Gカタルーニャ独立運動を扇動するシオニスト集団


 私は長い間、この事実について日本語で明らかにすべきかどうか、迷い続けていた。それがいわゆる「ネオナチ」と呼ばれる集団が好んで取り上げるテーマかもしれないからだ。しかし私は一外国人としてバルセロナに住む身である。カタルーニャ人たちの中にある、独立に向けた情熱も真摯さも、独立に対する不安や怒りも、ともに客観的・冷静に眺めることができる立場にいる。しかしこの問題は、私自身が在住し今後も住み続けるだろうこの地域で、政治・社会と経済事情の激変として直接に生活にかかわってくるため、嫌でも強い関心を持たざるを得ない。ギリギリの生活すら脅かされかねないことに対して黙っているわけにはいかない。

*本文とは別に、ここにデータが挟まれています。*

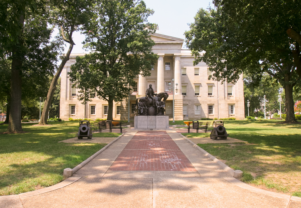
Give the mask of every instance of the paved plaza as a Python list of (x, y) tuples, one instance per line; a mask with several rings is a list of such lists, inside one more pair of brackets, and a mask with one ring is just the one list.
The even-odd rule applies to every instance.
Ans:
[(0, 197), (0, 208), (301, 208), (301, 198), (249, 186), (216, 162), (175, 131), (129, 129), (72, 177)]

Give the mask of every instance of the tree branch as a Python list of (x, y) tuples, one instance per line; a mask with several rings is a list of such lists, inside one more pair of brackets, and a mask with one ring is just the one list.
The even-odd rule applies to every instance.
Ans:
[(296, 31), (291, 28), (290, 28), (286, 31), (286, 34), (289, 37), (298, 42), (299, 45), (301, 45), (301, 36)]
[[(63, 37), (63, 39), (67, 43), (70, 43), (70, 41), (66, 38), (66, 37), (65, 36), (65, 34), (64, 34), (64, 29), (63, 28), (63, 26), (61, 25), (61, 29), (62, 31), (62, 36)], [(72, 29), (71, 29), (71, 30)], [(70, 36), (69, 36), (70, 37)]]

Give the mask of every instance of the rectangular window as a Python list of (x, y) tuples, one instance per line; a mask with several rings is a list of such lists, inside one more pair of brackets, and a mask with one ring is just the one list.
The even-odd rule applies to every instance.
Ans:
[(170, 62), (165, 62), (165, 70), (170, 70)]
[(134, 92), (138, 92), (138, 84), (137, 82), (135, 82), (135, 85), (133, 86), (133, 90)]
[(196, 105), (194, 106), (194, 115), (200, 115), (200, 112), (201, 106), (200, 105)]
[(187, 95), (187, 90), (186, 90), (186, 86), (182, 86), (182, 95)]
[(136, 110), (136, 104), (132, 103), (132, 107), (131, 108), (131, 112), (132, 113), (135, 113), (135, 111)]
[(76, 96), (76, 88), (73, 87), (71, 90), (71, 96)]
[(229, 105), (229, 115), (233, 115), (234, 114), (234, 104), (230, 104)]
[(108, 108), (107, 105), (104, 105), (104, 115), (108, 114)]
[(213, 86), (209, 85), (208, 86), (208, 95), (212, 95), (212, 91), (213, 89)]
[(212, 115), (213, 114), (213, 105), (208, 105), (208, 114)]
[(232, 95), (232, 85), (228, 85), (227, 86), (227, 91), (228, 95)]
[(194, 68), (194, 75), (197, 76), (199, 75), (199, 73), (200, 72), (200, 69), (199, 68)]
[(117, 105), (116, 107), (116, 114), (120, 115), (120, 106)]
[[(169, 81), (165, 82), (165, 91), (168, 91), (169, 87), (172, 86), (171, 85), (170, 86), (168, 85), (168, 83), (170, 83)], [(171, 90), (172, 90), (172, 88), (171, 88)]]
[(209, 76), (212, 75), (212, 72), (210, 71), (209, 69), (209, 67), (207, 68), (207, 75)]
[(90, 112), (91, 113), (91, 115), (95, 115), (95, 105), (91, 105), (90, 106)]
[(70, 115), (75, 115), (75, 106), (70, 106)]
[(182, 68), (182, 75), (185, 76), (186, 75), (186, 68)]
[(194, 86), (194, 95), (200, 95), (199, 86), (198, 85), (198, 86)]

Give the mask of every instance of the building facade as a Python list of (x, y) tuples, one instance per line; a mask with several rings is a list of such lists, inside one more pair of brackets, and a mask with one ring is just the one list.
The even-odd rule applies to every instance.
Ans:
[[(165, 35), (157, 30), (150, 35), (155, 44), (153, 51), (158, 55), (157, 63), (151, 71), (150, 76), (139, 75), (135, 79), (136, 85), (129, 98), (113, 104), (114, 120), (133, 120), (136, 98), (145, 95), (151, 84), (155, 92), (168, 92), (166, 114), (173, 116), (173, 92), (169, 92), (169, 85), (174, 85), (175, 120), (200, 120), (234, 117), (244, 118), (244, 84), (242, 75), (235, 84), (208, 80), (211, 74), (206, 64), (201, 62), (194, 66), (194, 57), (191, 52), (182, 49), (184, 40)], [(201, 55), (202, 54), (201, 54)], [(73, 54), (61, 74), (60, 118), (106, 118), (107, 102), (97, 98), (83, 104), (77, 98), (77, 89), (72, 87), (67, 73), (75, 62), (75, 57), (84, 54)], [(174, 79), (174, 83), (172, 80)], [(178, 83), (177, 85), (176, 83)], [(172, 88), (172, 89), (173, 89)], [(176, 92), (177, 91), (177, 92)]]

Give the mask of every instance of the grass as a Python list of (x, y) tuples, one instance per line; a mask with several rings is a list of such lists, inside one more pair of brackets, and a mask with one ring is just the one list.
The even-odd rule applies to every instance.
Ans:
[(246, 182), (301, 197), (301, 123), (281, 122), (225, 121), (229, 137), (248, 143), (198, 145), (243, 171)]
[(209, 133), (182, 133), (182, 134), (187, 138), (204, 138), (210, 137)]
[[(74, 137), (78, 122), (33, 126), (22, 124), (29, 133), (0, 134), (0, 196), (17, 194), (52, 185), (62, 181), (64, 169), (73, 168), (107, 144), (57, 142)], [(0, 133), (7, 125), (0, 125)], [(121, 134), (93, 134), (117, 137)]]

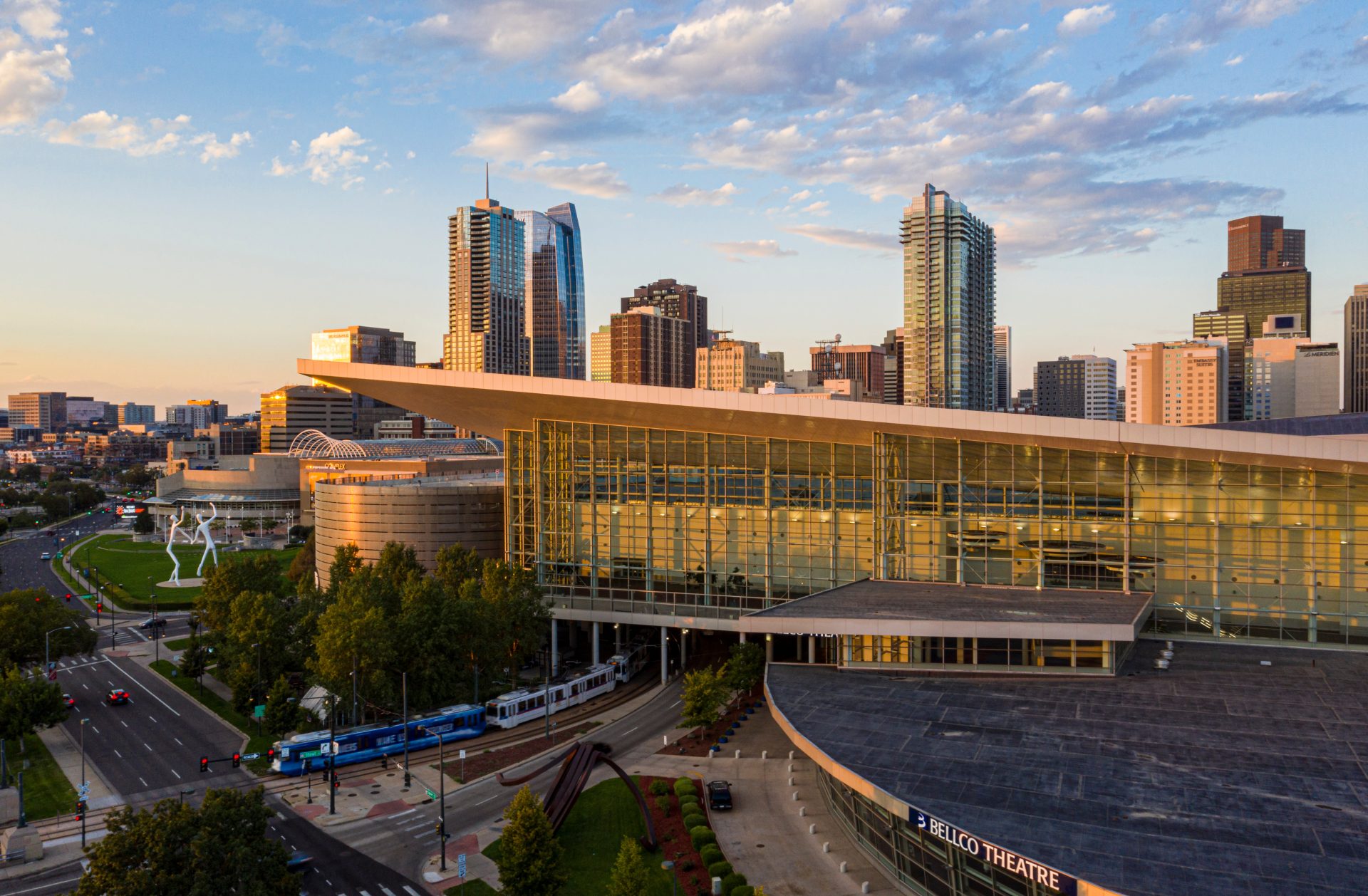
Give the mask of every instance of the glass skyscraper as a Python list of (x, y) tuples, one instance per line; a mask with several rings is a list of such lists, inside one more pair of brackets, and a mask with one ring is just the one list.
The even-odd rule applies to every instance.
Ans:
[(930, 183), (903, 209), (903, 404), (992, 410), (993, 228)]

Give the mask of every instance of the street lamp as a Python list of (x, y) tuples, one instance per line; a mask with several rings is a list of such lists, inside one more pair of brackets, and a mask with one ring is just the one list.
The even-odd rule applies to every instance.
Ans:
[(48, 636), (52, 635), (52, 632), (64, 632), (68, 628), (71, 628), (71, 627), (70, 625), (59, 625), (57, 628), (49, 629), (47, 633), (44, 633), (44, 636), (42, 636), (42, 674), (51, 674), (52, 673), (52, 657), (49, 655), (49, 651), (48, 651)]
[(419, 725), (416, 729), (420, 735), (435, 735), (436, 736), (436, 778), (438, 789), (438, 847), (442, 849), (442, 870), (446, 870), (446, 740), (442, 737), (440, 732), (435, 732), (431, 728)]

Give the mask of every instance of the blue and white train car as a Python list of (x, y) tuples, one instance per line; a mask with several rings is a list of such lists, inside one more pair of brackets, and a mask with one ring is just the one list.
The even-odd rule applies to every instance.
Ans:
[[(419, 733), (419, 728), (423, 733)], [(438, 735), (446, 741), (479, 737), (484, 733), (484, 707), (462, 703), (449, 706), (409, 720), (409, 750), (435, 747)], [(280, 774), (304, 774), (309, 762), (313, 770), (323, 770), (328, 762), (330, 737), (327, 730), (313, 730), (295, 735), (289, 740), (275, 743), (272, 772)], [(337, 763), (352, 765), (367, 759), (379, 759), (404, 752), (404, 722), (363, 725), (338, 732)]]
[(592, 700), (616, 687), (617, 673), (613, 666), (599, 663), (564, 681), (553, 683), (550, 688), (524, 688), (501, 694), (484, 704), (484, 714), (490, 725), (513, 728), (534, 718), (544, 718), (547, 711), (554, 715), (577, 703)]

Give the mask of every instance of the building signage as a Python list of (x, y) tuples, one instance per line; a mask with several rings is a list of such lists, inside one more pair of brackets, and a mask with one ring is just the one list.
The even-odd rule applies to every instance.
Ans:
[(955, 825), (944, 822), (940, 818), (910, 808), (908, 821), (914, 822), (918, 828), (933, 837), (944, 840), (949, 845), (970, 854), (975, 859), (988, 862), (989, 865), (996, 865), (997, 867), (1011, 871), (1012, 874), (1019, 874), (1027, 881), (1040, 884), (1041, 886), (1045, 886), (1056, 893), (1063, 893), (1064, 896), (1075, 896), (1078, 893), (1077, 878), (1073, 878), (1062, 871), (1056, 871), (1055, 869), (1041, 865), (1034, 859), (1027, 859), (1026, 856), (1016, 855), (1010, 849), (1003, 849), (1001, 847), (996, 847), (985, 840), (979, 840), (967, 830), (960, 830)]

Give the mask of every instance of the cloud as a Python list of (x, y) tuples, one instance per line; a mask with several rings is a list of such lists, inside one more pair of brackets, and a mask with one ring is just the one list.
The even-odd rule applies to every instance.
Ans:
[(502, 168), (514, 181), (532, 181), (553, 190), (569, 190), (583, 196), (594, 196), (601, 200), (621, 198), (632, 192), (622, 182), (621, 172), (610, 168), (606, 161), (587, 163), (581, 166), (550, 166), (534, 164)]
[[(335, 131), (324, 131), (309, 141), (309, 152), (300, 164), (285, 164), (276, 156), (271, 160), (267, 174), (274, 178), (291, 176), (306, 171), (315, 183), (330, 185), (337, 182), (343, 190), (350, 190), (365, 182), (365, 178), (356, 174), (356, 168), (371, 161), (364, 155), (371, 141), (365, 140), (350, 126), (339, 127)], [(290, 144), (291, 150), (298, 149), (298, 144)]]
[(715, 190), (705, 190), (702, 187), (689, 186), (688, 183), (676, 183), (674, 186), (665, 187), (659, 193), (651, 196), (653, 200), (659, 200), (668, 205), (728, 205), (732, 197), (741, 190), (732, 182), (726, 182)]
[(744, 261), (746, 259), (785, 259), (795, 256), (793, 249), (782, 249), (774, 239), (743, 239), (740, 242), (714, 242), (714, 249), (721, 252), (728, 261)]
[(1111, 8), (1109, 3), (1096, 7), (1078, 7), (1064, 14), (1055, 31), (1060, 37), (1088, 37), (1089, 34), (1096, 34), (1101, 26), (1115, 18), (1116, 11)]
[(796, 227), (784, 227), (784, 231), (844, 249), (866, 249), (885, 253), (902, 250), (897, 237), (888, 233), (844, 230), (841, 227), (822, 227), (821, 224), (798, 224)]
[(594, 89), (591, 81), (570, 85), (565, 93), (551, 100), (553, 104), (569, 112), (591, 112), (603, 105), (603, 96)]

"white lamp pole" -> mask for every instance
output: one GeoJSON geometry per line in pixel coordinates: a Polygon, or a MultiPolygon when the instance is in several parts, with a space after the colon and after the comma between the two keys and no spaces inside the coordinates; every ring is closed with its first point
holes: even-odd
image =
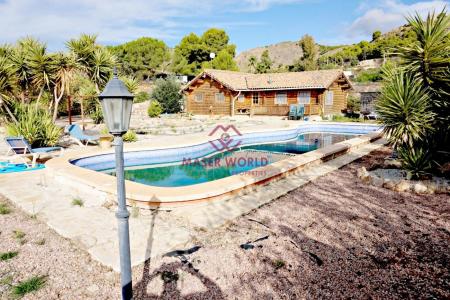
{"type": "Polygon", "coordinates": [[[116,152],[116,177],[117,177],[117,212],[116,218],[119,230],[120,251],[120,277],[122,284],[122,299],[133,298],[133,285],[131,282],[131,256],[130,234],[128,219],[130,213],[127,210],[125,196],[125,176],[123,158],[123,138],[130,125],[131,108],[133,106],[133,94],[125,84],[119,80],[114,68],[113,78],[106,84],[105,89],[99,95],[102,104],[103,116],[109,132],[114,136],[116,152]]]}

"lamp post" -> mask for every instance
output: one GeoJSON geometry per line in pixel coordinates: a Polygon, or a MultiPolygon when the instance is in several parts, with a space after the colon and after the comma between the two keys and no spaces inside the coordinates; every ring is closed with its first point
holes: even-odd
{"type": "Polygon", "coordinates": [[[109,133],[114,136],[116,152],[116,177],[117,177],[117,212],[116,218],[119,230],[120,251],[120,277],[122,284],[122,299],[132,299],[133,289],[131,283],[131,258],[130,235],[125,197],[123,138],[128,131],[131,117],[131,107],[134,96],[128,91],[125,84],[117,77],[114,69],[113,78],[106,84],[103,92],[98,96],[102,104],[103,116],[109,133]]]}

 カタルーニャ独立運動が、経済崩壊が進行する2010年を過ぎごろから唐突に盛り上がり始めたときに、私はなぜか不吉な予感を覚えた。特に、あたかも旧約聖書の預言者のように独立運動を先導(扇動)するアルトゥール・マス(前カタルーニャ州知事)や、ものに取り憑かれたように巨大な群衆の塊となって動く人々を見るにつれ、とほうもない不自然さを感じるようになってきた。そしてそれを露骨に挑発して反感を搔き立てるマドリッド中央政府(特に前教育大臣のホセ・イグナシオ・ウェルト)、厳正な措置をとると明言しながらいつまでたっても有効な動きをしないラホイ政権の姿に、首を傾げ続けた。(詳しくは当サイトの『シリーズ:「カタルーニャ独立」を追う』を参照のこと。)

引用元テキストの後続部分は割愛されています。